Informelle Gespräche, Veranstaltungen, Feste

Laut AA sind Veranstaltungen zur dienstlichen Kontaktpflege etwa Einladungen zu informellen Gesprächen im kleinen Kreis oder auch Veranstaltungen für einen größeren Gästekreis wie zum Beispiel Empfänge anlässlich des Tags der Deutschen Einheit. "Weitere Anlässe sind unter anderem Besuche von Delegationen und Einzelreisenden aus dem Deutschen Bundestag, der Bundesregierung, von Vertreterinnen und Vertretern der Bundesländer sowie aus Wirtschaft und Kultur, denen bei Veranstaltungen die Gelegenheit gegeben wird, sich mit lokalen Gesprächspartnerinnen und Gesprächspartnern auch informell auszutauschen."

An welchen Auslandsvertretungen genau und wofür die Budgets konkret verwendet werden, will das Auswärtige Amt nicht preisgeben. Zum Anstieg von 4,7 Millionen Euro im Jahr 2019 auf 15,7 Millionen Euro 2023 liefert das Ministerium jedoch eine Begründung:

"Bis einschließlich 2019 wurde zur Deckung der Kosten der dienstlichen Kontaktpflege den entsandten Beschäftigten an den Auslandsvertretungen eine pauschale Aufwandsentschädigung mit den Bezügen ausbezahlt."

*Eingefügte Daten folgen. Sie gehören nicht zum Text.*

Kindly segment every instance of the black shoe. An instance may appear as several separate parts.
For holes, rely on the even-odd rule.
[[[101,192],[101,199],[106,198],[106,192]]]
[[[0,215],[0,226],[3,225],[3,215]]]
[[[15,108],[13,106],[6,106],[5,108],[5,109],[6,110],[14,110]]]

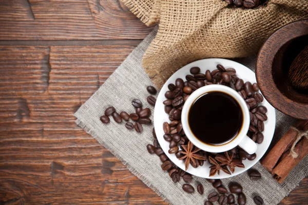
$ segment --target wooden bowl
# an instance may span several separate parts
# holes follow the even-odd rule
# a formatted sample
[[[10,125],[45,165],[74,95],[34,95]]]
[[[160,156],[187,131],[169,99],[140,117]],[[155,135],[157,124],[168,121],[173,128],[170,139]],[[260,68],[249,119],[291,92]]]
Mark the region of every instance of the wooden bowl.
[[[308,90],[291,86],[290,67],[308,45],[308,19],[287,24],[275,32],[262,46],[256,75],[264,97],[276,109],[299,119],[308,119]]]

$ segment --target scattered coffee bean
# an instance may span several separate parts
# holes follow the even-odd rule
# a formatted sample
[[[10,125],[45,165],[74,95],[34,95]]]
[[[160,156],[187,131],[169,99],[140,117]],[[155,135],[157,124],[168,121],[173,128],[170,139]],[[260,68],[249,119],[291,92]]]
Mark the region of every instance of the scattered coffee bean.
[[[203,186],[201,183],[199,183],[197,186],[197,191],[198,191],[198,193],[201,195],[203,194],[203,192],[204,192],[204,189],[203,188]]]
[[[216,192],[212,192],[207,196],[207,199],[210,202],[217,201],[219,198],[218,193]]]
[[[190,71],[191,74],[197,74],[200,72],[200,68],[199,67],[192,67],[190,68]]]
[[[120,116],[125,121],[129,120],[129,115],[126,112],[122,111],[120,113]]]
[[[132,130],[134,128],[133,124],[130,122],[127,122],[125,124],[125,127],[127,128],[128,130]]]
[[[253,170],[249,173],[249,177],[252,181],[258,181],[261,179],[261,174],[257,170]]]
[[[112,117],[116,122],[118,123],[121,123],[122,121],[122,117],[117,112],[113,112],[112,114]]]
[[[155,97],[153,97],[151,95],[149,95],[148,96],[147,96],[147,97],[146,98],[146,100],[149,103],[149,104],[153,106],[154,106],[155,105],[155,104],[156,103],[156,99],[155,98]]]
[[[220,205],[226,205],[228,201],[228,197],[227,196],[222,195],[219,197],[219,199],[218,199],[218,203]]]
[[[190,194],[195,192],[195,189],[194,187],[191,185],[188,184],[188,183],[184,183],[183,184],[182,188],[185,192]]]
[[[182,178],[183,180],[186,183],[189,183],[192,180],[192,177],[189,174],[185,174],[182,176]]]
[[[108,124],[110,121],[109,117],[106,115],[103,115],[100,118],[100,119],[102,122],[104,123],[104,124]]]
[[[229,186],[230,192],[233,194],[239,194],[242,192],[243,188],[237,183],[232,183]]]
[[[137,131],[137,132],[141,133],[143,130],[142,128],[142,126],[138,122],[135,122],[135,125],[134,126],[135,130]]]
[[[246,196],[242,193],[239,194],[238,196],[238,203],[239,205],[245,205],[246,204]]]
[[[110,116],[114,112],[116,112],[114,108],[113,107],[109,107],[105,110],[105,115]]]
[[[149,93],[151,94],[152,95],[156,95],[156,93],[157,93],[157,90],[156,90],[156,89],[153,86],[148,86],[146,88],[146,90],[147,90]]]
[[[228,203],[232,203],[235,202],[235,198],[233,194],[229,194],[228,196]]]
[[[155,153],[155,148],[152,145],[148,144],[146,146],[146,149],[150,154],[154,154]]]
[[[135,108],[140,108],[142,107],[142,102],[138,99],[134,99],[131,101],[131,105]]]
[[[162,156],[162,155],[161,155],[161,156]],[[162,169],[163,170],[167,171],[172,167],[172,165],[171,164],[171,162],[170,161],[168,160],[168,161],[165,161],[165,162],[164,162],[164,163],[163,163],[162,164],[161,167],[162,167]]]
[[[254,201],[257,205],[263,205],[264,203],[262,198],[259,196],[255,196],[254,197]]]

Auswärtiges Amt spricht von Umschichtung der Mittel

Zum 01.01.2020 habe das Auswärtige Amt dann auf Empfehlung des Bundesrechnungshofs ein neues System der Finanzierung der Kontaktpflege eingeführt, um einen effizienteren Mitteleinsatz zu gewährleisten. "Veranstaltungskosten werden seither gegen Einzelabrechnung erstattet."

Für diesen Systemwechsel wurden laut AA 80 Prozent (rund 12 Millionen Euro) der bis dahin mit der pauschalen Aufwandsentschädigung über die Bezüge gezahlten Beträge in den Titel "Ausgaben aus dienstlicher Veranlassung in besonderen Fällen" umgesetzt. "Es handelt sich also nicht um einen Aufwuchs im Sinne von Mehrausgaben, sondern um eine Umschichtung von Mitteln aus anderen Titeln."

Ausgezahlt wurden in diesem Jahr bislang rund 4,5 Millionen Euro für Veranstaltungen der dienstlichen Kontaktpflege. "In der zweiten Jahreshälfte fallen erfahrungsgemäß die größeren Ausgaben an, vor allem durch die Veranstaltungen aus Anlass des Tags der Deutschen Einheit."

Steuerzahlerbund kritisiert Intransparenz

Deutschland unterhält insgesamt 226 Auslandsvertretungen. Darüber hinaus gibt es 322 Honorarkonsuln, die ehrenamtlich tätig sind und deren finanzielle Aufwendungen ebenfalls aus demselben Budget gedeckt werden.

"Leider bleibt es völlig intransparent und damit für den Steuerzahler nicht nachvollziehbar, wofür dieses Geld - offenbar in aller Welt - konkret ausgegeben wird", kritisiert der Reiner Holznagel, der Präsident des Bundes der Steuerzahler.